We forget, when we chide the lack of scientific proof for the value of organic matter as fertilizers, that the microbes always eat at the first sitting; our crops, at the second; and we eat, several sittings later.
Agricultural surpluses are a frustrating specter mainly for the economist. They do not exist for the student of soils and crops, the agronomist, of biotic mind and of concern about the soil as nutrition.
Pesticide Safeguards Under Study
Los Angeles. Consumers are “captive customers” of the manufacturers of “economic poisons” such as those used to kill agricultural and household pests, said Helen Nelson, California state consumer consul, at hearings on increasing safeguards against pesticides in California.
“To suggest a tightening of regulations is not to suggest abandonment of pesticides,” she said. “The individual, if he is afraid of such poisons, may choose not to have them around his house and garden, but he can’t keep them out of the air he breathes and the water he drinks, or off the fruit and vegetables he eats.”
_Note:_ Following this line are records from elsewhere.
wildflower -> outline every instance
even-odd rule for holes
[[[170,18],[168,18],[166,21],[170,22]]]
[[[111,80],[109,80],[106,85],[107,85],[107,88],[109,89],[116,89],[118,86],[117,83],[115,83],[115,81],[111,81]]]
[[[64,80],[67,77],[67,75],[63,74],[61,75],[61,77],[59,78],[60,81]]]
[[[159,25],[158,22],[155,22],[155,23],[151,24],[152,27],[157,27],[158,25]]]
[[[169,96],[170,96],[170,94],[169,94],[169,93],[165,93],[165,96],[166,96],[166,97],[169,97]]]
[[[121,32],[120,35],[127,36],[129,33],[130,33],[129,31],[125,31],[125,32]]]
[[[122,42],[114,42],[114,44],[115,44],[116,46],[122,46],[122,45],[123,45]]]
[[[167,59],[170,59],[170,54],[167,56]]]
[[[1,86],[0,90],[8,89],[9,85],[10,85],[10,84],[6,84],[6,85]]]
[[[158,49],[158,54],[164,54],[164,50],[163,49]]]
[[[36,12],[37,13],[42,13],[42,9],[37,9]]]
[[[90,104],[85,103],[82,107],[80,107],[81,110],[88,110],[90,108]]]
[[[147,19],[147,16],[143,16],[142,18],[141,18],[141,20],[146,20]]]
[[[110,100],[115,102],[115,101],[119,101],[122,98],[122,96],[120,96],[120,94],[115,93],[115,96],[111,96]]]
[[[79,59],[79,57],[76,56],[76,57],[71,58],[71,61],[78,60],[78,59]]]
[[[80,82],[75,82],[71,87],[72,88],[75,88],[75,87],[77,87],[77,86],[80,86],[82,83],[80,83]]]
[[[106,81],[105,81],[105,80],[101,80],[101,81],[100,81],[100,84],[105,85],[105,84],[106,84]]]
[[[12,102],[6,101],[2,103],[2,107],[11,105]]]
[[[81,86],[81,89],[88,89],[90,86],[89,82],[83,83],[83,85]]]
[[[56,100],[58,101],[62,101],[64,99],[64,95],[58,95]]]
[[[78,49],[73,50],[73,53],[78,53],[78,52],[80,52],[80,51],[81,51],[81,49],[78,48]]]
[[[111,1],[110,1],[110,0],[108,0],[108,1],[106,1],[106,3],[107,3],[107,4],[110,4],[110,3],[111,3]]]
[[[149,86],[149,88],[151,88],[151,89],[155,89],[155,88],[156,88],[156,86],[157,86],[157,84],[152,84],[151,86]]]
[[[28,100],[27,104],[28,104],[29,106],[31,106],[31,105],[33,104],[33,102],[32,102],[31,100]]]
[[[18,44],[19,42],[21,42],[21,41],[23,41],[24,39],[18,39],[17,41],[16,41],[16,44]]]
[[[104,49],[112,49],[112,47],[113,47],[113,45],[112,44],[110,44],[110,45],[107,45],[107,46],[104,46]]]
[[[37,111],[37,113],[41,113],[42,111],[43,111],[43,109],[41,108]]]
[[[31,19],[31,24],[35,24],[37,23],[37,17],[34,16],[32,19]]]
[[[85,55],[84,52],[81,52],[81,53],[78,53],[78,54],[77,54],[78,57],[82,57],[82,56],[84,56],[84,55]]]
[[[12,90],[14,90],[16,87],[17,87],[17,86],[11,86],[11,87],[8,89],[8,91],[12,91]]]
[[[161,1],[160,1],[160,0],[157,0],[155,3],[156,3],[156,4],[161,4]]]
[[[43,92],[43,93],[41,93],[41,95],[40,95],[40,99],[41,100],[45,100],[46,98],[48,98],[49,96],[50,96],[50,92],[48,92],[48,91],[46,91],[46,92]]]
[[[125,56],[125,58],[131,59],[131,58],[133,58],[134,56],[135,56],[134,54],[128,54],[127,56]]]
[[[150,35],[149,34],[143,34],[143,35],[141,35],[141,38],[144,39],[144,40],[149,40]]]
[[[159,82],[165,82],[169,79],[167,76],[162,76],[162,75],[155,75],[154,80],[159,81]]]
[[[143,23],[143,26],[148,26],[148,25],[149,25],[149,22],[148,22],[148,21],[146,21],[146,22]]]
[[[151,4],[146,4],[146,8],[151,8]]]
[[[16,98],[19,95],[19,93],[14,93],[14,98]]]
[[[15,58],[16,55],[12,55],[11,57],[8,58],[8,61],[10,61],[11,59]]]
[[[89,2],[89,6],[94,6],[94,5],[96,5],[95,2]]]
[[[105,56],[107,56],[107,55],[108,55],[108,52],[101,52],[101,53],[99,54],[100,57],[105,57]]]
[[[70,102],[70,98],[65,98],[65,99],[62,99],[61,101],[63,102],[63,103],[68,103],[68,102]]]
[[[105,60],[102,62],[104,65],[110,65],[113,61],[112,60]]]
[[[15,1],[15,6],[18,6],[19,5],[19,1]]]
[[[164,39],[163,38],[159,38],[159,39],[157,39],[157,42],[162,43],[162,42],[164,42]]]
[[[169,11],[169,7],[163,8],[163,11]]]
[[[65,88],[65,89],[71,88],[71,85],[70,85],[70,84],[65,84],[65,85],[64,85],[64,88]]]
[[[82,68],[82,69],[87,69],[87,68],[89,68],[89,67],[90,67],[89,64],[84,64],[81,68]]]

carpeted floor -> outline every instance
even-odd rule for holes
A committee appointed by California’s Gov. Brown recommended tighter controls on licensing and use of pesticides, the monitoring of animals and plants, and of human beings to measure the levels of various chemicals in their systems, and has urged research and development of less dangerous pesticides.
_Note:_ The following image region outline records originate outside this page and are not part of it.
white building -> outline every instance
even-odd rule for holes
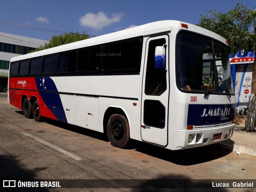
[[[48,41],[0,32],[0,84],[7,84],[12,57],[28,53]]]

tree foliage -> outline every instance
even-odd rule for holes
[[[209,11],[206,16],[200,16],[197,25],[212,31],[228,41],[230,53],[234,54],[241,50],[254,51],[256,47],[256,11],[237,3],[226,13]]]
[[[83,31],[82,34],[80,34],[78,31],[76,31],[75,32],[71,31],[70,33],[53,36],[49,42],[46,43],[44,46],[42,46],[37,48],[34,51],[32,51],[30,53],[86,39],[89,38],[89,35],[86,34],[85,31]]]
[[[206,16],[200,16],[197,25],[225,38],[228,41],[231,54],[234,55],[242,50],[255,51],[256,10],[250,10],[237,3],[234,9],[228,10],[226,13],[216,12],[215,10],[209,12]],[[245,130],[250,131],[254,131],[256,114],[256,54],[254,55],[250,104],[245,127]]]

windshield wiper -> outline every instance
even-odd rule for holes
[[[206,97],[208,95],[208,94],[209,93],[209,91],[210,90],[210,88],[211,86],[211,84],[212,84],[212,78],[213,77],[213,75],[214,74],[214,71],[212,71],[212,74],[211,74],[211,76],[210,77],[210,82],[209,82],[209,86],[208,86],[208,88],[207,88],[206,92],[205,92],[205,94],[204,96],[204,97]]]
[[[224,86],[224,87],[226,88],[226,90],[228,92],[228,96],[229,96],[229,97],[231,97],[231,95],[230,95],[230,94],[229,92],[229,91],[228,90],[228,89],[226,87],[226,85],[224,84],[224,82],[223,82],[223,81],[222,79],[222,78],[221,77],[219,77],[219,79],[220,80],[220,82],[222,83],[222,84]]]

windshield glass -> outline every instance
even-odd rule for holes
[[[228,89],[230,93],[233,93],[228,48],[216,42],[214,42],[214,46],[218,72],[219,91],[225,93]]]
[[[233,93],[228,47],[196,33],[182,31],[176,49],[177,84],[182,91],[227,94]],[[217,69],[217,71],[216,71]],[[218,82],[216,76],[218,75]]]

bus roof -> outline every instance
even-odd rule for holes
[[[182,27],[181,24],[188,25],[188,29]],[[148,35],[171,30],[178,32],[182,29],[187,29],[190,31],[204,34],[217,39],[223,43],[226,42],[226,40],[220,35],[205,29],[184,22],[168,20],[150,23],[111,33],[16,57],[12,58],[10,62],[13,62],[17,61],[54,54],[68,50],[76,49],[110,42],[114,42],[136,37]]]

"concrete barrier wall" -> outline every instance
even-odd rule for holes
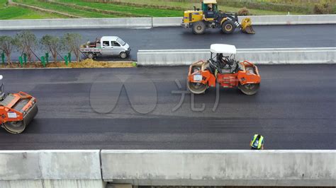
[[[102,188],[99,151],[1,151],[0,187]]]
[[[102,151],[103,178],[140,185],[335,186],[335,151]]]
[[[4,151],[0,187],[336,186],[335,159],[336,151]]]
[[[335,14],[249,17],[254,25],[336,23]],[[179,26],[181,21],[181,17],[4,20],[0,20],[0,30],[172,27]]]
[[[256,64],[335,64],[336,48],[238,49],[236,59]],[[210,49],[139,50],[140,65],[190,65],[210,58]]]

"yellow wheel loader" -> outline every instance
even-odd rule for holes
[[[247,34],[255,33],[250,18],[244,18],[240,24],[236,13],[218,11],[216,0],[203,0],[201,10],[194,6],[194,11],[184,11],[181,25],[192,28],[194,34],[203,34],[207,28],[221,28],[224,33],[230,34],[237,28]]]

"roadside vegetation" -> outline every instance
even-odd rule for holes
[[[177,17],[200,8],[200,0],[13,0],[65,15],[8,5],[0,0],[0,19]],[[240,15],[336,13],[336,0],[218,0],[219,9]]]
[[[78,33],[65,33],[62,37],[45,35],[37,38],[29,30],[23,30],[13,37],[0,35],[0,68],[112,68],[133,67],[136,63],[130,61],[96,61],[82,59],[79,50],[82,35]],[[42,49],[43,54],[36,53]],[[18,62],[12,61],[13,52],[19,54]],[[72,57],[76,61],[72,61]],[[58,59],[61,59],[59,61]]]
A representative of a growers association said that increasing restrictions “could easily result in less plentiful and more expensive food.”
Yet surpluses of almost every agricultural crop continue.
He decried Rachel Carson’s book, “Silent Spring,” saying that it was unscientific and unrealistic and emotional in its outlook.”
However, the report of Pres. Kennedy’s Science Advisory Committee, “though it is a temperate document, even in tone, and carefully balanced in its assessments of risks versus benefits, adds up to a fairly thorough-going vindication of Rachel Carson’s Silent Spring thesis.” (Science, Vol. 140, p. 878.)